Books · Non-Fiction · Reviews

Review: Just Mercy

Hi friends, I hope you’re all having a good Monday. Can you believe we are in the last week of September? It feels like the month just started! Today I’m going to be reviewing Bryan Stevenson’s book Just Mercy.

Just Mercy: A Story of Justice and Redemption: Stevenson, Bryan: 9780812984965: Books -
Just Mercy

Just Mercy by: Bryan Stevenson: In a world that is looking for a little hope, Bryan Stevenson tries to bring that to people. This book was his story of becoming a lawyer and founding the Equal Justice Initiative, which takes on providing legal representation to the most desperate and in need cases. This ranges from people on death row, to children who have been convicted of a crime. His first case was Walter McMillian sentenced to death for a murder he didn’t commit; this book follows his story and many others like Walter. This book was inspirational and moving to read.
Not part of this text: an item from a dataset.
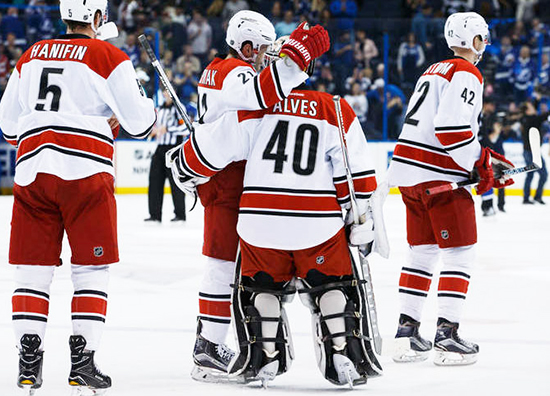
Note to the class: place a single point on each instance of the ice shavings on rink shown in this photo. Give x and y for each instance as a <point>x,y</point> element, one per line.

The messages were so powerful and strong. The structure of this book was really well put together. The book focuses on one case, Walter McMillian, but it’s not the entire focus and that’s what broadens it and really helps the reader understand the whole picture towards the justice system in the United States, more so the southern states. The way Stevenson breaks up chapters by talking about other cases he’s worked on gives the reader different perspectives that are really eye opening and a lot of the time downright sad and depressing. The antidotes of Stevenson’s real life also added a personal touch to the stories he tells, which really drove home how real of an issue this is. There was definitely a lot of information and it was really informative and at times there was a lot of legal jargon that was lost on the reader; Stevenson was good at bringing his reader back after a long explanation, but sometimes the reader would get lost in the jargon. This isn’t a book you can really read and digest overnight, this had a lot of thought provoking narratives to let the reader sit with. This book shows that there is hope, but that there is still so much that needs to be done in terms of the system and how people are racially profiled and treated.